Dia menyebutkan, pedagang yang kerap mendapatkan upal dari pembeli yakni pedagang pasar yang berada di wilayah perbukitan dan pegunungan. Karena mereka minim pengetahuan. Mereka juga tidak menyediakan mesin pendeteksi uang asli atau palsu. Mereka hanya bisa meraba dan menerawang kondisi uang. Padahal, untuk mendeteksi uang yang asli, ada beragam ciri-cirinya. Pertama, uang yang asli warnanya terang. Sementara kalau warnanya buram, biasanya palsu. Selanjutnya, di pojok kanan bawah terdapat optical variabel ink (OVI).

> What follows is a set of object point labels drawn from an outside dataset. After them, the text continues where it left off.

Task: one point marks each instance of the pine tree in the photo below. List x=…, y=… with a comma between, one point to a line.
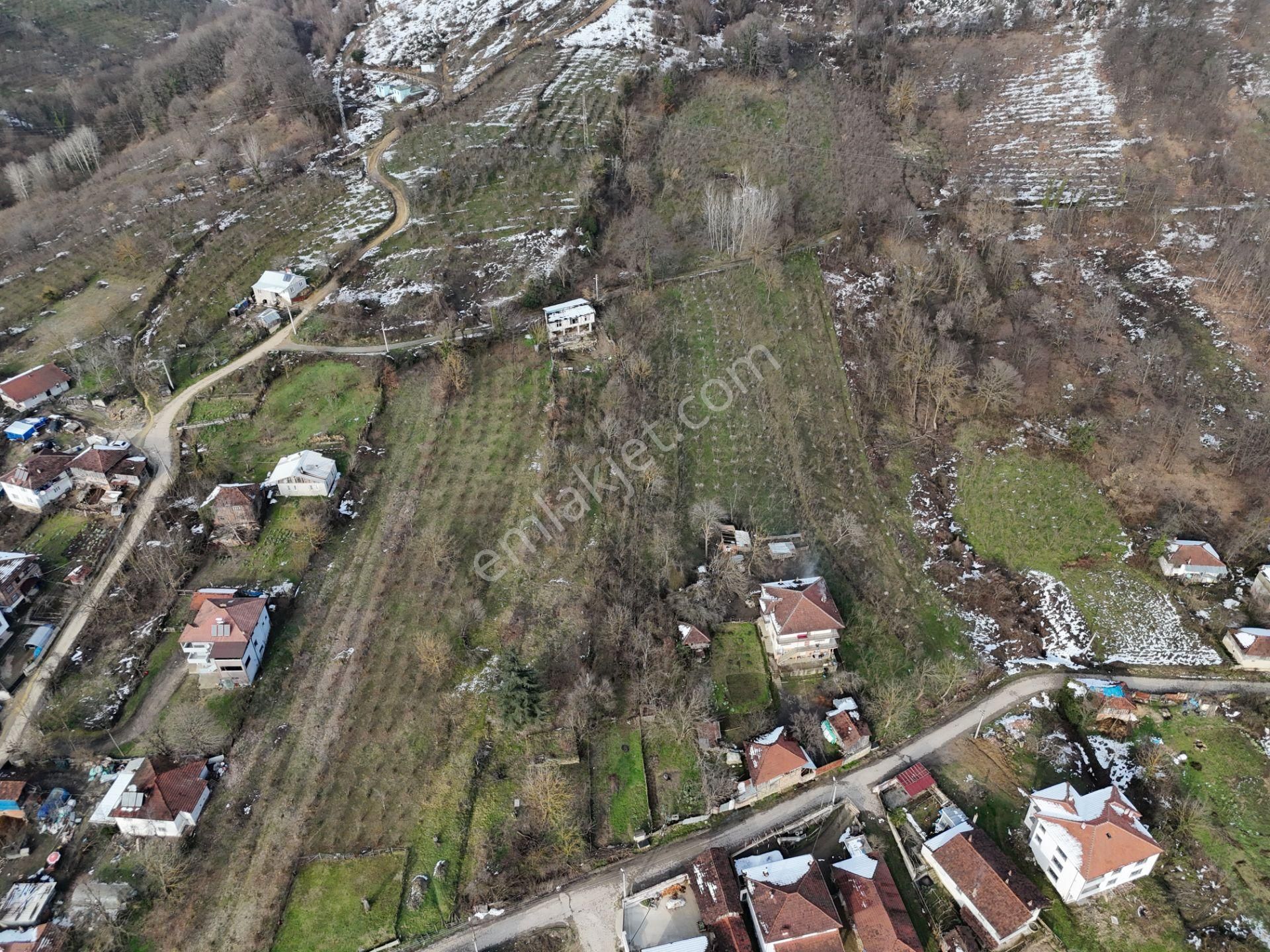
x=520, y=695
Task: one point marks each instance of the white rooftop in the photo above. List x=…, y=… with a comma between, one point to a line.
x=306, y=462
x=783, y=873
x=774, y=856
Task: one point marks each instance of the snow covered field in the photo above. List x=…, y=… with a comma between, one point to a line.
x=1050, y=130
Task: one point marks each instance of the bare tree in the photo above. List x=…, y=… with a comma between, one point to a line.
x=999, y=386
x=252, y=151
x=18, y=177
x=165, y=865
x=846, y=530
x=706, y=514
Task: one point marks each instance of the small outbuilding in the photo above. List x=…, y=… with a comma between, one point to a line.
x=22, y=430
x=1250, y=648
x=1193, y=560
x=38, y=481
x=304, y=474
x=280, y=288
x=153, y=801
x=33, y=387
x=26, y=904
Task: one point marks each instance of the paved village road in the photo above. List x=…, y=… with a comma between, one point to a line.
x=591, y=903
x=157, y=441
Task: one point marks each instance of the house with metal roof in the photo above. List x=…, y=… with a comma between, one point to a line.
x=33, y=387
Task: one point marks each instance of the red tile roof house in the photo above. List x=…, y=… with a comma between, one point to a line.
x=691, y=636
x=149, y=801
x=846, y=729
x=1250, y=648
x=111, y=466
x=1193, y=561
x=238, y=510
x=800, y=623
x=1089, y=843
x=719, y=900
x=997, y=902
x=226, y=640
x=873, y=904
x=38, y=481
x=789, y=904
x=19, y=578
x=775, y=763
x=34, y=386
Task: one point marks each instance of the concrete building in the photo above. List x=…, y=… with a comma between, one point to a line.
x=997, y=902
x=872, y=902
x=1250, y=648
x=33, y=387
x=800, y=623
x=846, y=729
x=19, y=578
x=38, y=481
x=1089, y=843
x=226, y=640
x=789, y=904
x=1193, y=561
x=149, y=801
x=304, y=474
x=775, y=763
x=571, y=324
x=280, y=288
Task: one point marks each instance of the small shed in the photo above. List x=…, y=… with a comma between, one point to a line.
x=22, y=430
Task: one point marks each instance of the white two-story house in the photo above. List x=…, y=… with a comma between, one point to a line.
x=226, y=640
x=1089, y=843
x=800, y=623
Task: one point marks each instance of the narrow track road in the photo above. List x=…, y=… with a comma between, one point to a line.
x=158, y=441
x=589, y=904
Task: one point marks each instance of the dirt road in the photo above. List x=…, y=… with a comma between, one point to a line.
x=158, y=442
x=591, y=903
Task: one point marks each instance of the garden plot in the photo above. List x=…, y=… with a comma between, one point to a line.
x=1049, y=134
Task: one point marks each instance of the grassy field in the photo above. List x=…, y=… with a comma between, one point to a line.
x=287, y=541
x=786, y=454
x=1039, y=513
x=1228, y=778
x=673, y=775
x=738, y=669
x=1031, y=512
x=325, y=913
x=331, y=397
x=618, y=783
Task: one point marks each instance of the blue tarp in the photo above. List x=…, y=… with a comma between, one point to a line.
x=55, y=801
x=24, y=429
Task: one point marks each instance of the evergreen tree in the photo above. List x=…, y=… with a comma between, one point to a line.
x=520, y=695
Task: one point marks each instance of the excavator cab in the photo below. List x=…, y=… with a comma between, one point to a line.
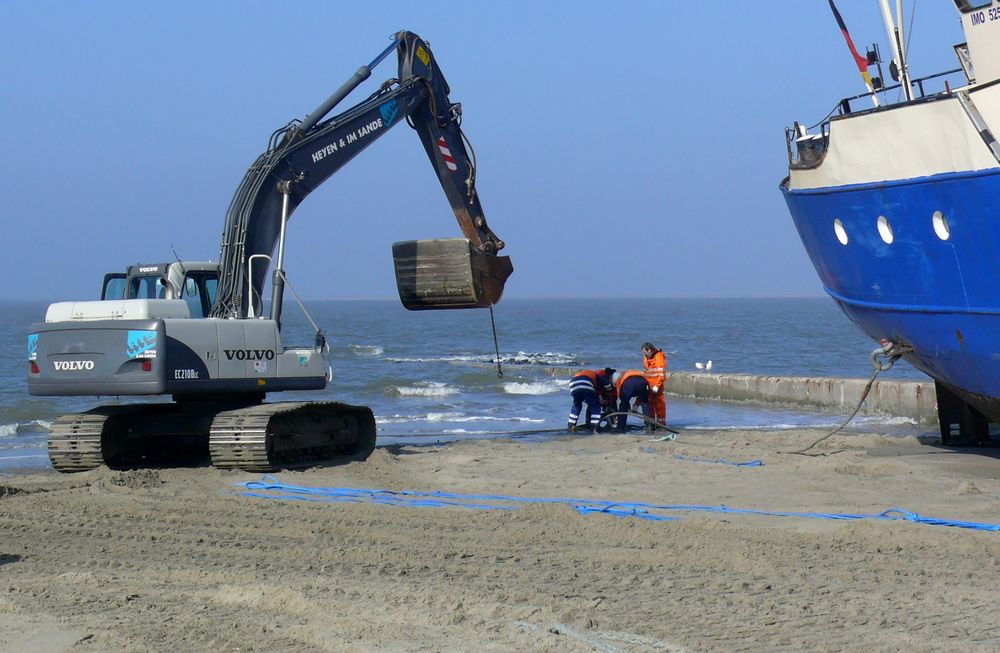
x=195, y=282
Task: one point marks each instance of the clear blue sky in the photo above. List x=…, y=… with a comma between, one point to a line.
x=625, y=149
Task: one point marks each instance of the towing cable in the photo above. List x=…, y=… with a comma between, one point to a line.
x=882, y=358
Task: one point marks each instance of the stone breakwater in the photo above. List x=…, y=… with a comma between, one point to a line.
x=913, y=399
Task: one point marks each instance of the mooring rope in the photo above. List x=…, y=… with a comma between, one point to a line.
x=891, y=351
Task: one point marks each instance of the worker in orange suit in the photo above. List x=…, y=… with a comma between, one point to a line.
x=655, y=363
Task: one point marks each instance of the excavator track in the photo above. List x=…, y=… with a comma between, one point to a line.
x=261, y=437
x=75, y=441
x=266, y=437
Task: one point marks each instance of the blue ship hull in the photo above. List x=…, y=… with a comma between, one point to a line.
x=942, y=297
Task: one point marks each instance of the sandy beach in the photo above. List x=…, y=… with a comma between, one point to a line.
x=180, y=560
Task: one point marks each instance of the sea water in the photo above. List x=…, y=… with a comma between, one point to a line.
x=431, y=375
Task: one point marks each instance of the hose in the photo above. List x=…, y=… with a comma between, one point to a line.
x=648, y=420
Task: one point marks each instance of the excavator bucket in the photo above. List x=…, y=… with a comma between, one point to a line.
x=448, y=273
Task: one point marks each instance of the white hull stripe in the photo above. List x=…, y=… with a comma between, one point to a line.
x=446, y=153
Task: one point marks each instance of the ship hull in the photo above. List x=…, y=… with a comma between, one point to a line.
x=935, y=289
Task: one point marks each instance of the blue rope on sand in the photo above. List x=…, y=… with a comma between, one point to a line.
x=270, y=487
x=723, y=461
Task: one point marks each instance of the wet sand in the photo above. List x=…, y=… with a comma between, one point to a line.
x=178, y=560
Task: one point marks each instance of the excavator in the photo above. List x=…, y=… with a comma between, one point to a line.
x=198, y=332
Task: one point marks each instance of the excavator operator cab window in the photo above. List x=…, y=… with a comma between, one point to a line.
x=151, y=287
x=199, y=292
x=114, y=286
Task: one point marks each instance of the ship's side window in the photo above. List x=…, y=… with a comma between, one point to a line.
x=839, y=231
x=885, y=230
x=941, y=226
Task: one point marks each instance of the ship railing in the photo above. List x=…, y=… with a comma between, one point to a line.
x=844, y=106
x=807, y=149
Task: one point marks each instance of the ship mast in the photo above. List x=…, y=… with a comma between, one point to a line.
x=896, y=40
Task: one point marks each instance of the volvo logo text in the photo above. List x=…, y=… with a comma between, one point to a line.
x=250, y=354
x=69, y=366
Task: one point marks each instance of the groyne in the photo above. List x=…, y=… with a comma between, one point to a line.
x=913, y=399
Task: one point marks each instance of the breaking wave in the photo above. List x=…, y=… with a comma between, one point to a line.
x=429, y=389
x=454, y=417
x=365, y=351
x=10, y=430
x=546, y=359
x=535, y=387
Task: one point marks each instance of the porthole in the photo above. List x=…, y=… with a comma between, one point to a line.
x=941, y=226
x=838, y=229
x=885, y=229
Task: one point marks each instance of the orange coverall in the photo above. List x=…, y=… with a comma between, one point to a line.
x=656, y=375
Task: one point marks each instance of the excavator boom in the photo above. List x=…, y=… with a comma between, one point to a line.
x=302, y=155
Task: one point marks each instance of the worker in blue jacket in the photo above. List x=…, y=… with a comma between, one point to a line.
x=594, y=388
x=631, y=385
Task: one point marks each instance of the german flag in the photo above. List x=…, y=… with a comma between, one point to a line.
x=862, y=62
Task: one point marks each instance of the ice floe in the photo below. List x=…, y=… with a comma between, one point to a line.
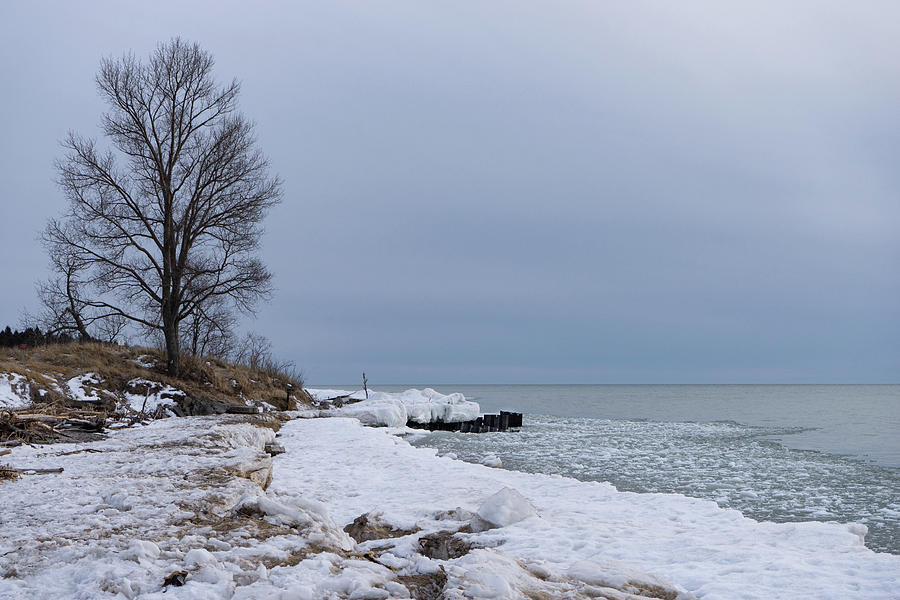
x=386, y=409
x=15, y=392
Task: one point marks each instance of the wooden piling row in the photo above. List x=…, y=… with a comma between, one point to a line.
x=484, y=424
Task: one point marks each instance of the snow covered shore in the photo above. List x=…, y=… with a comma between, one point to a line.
x=384, y=409
x=187, y=501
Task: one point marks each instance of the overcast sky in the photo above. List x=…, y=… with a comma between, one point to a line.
x=522, y=192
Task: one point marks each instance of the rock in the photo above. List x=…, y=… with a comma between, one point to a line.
x=371, y=526
x=274, y=448
x=444, y=545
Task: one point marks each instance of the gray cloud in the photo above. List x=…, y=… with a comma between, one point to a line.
x=521, y=192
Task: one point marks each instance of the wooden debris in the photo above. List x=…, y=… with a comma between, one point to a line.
x=41, y=428
x=27, y=471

OVI ini jika diperhatikan dari sudut pandang yang berbeda akan berubah warna dari warna hijau ke magenda. Sedangkan di sisi belakang uang asli pasti ada benang pengaman yang ditanam dalam uang.
Kemudian cara kedua, diraba. Uang kertas yang asli, apabila diraba-raba pada bagian angka, huruf, dan gambar pahlawan akan berasa kasar. Biasanya, uang palsu jika diraba terasa licin. Cara ketiga, yakni diterawang. Uang asli, jika diterawang pada sebelah kanan, terdapat gambar pahlawan. Kemudian jika diterawang di bawah nilai nominal uang, terdapat lingkaran bertuliskan Bank Indonesia.
“Cara itu sesuai dengan anjuran dari Bank Indonesia,” pungkasnya.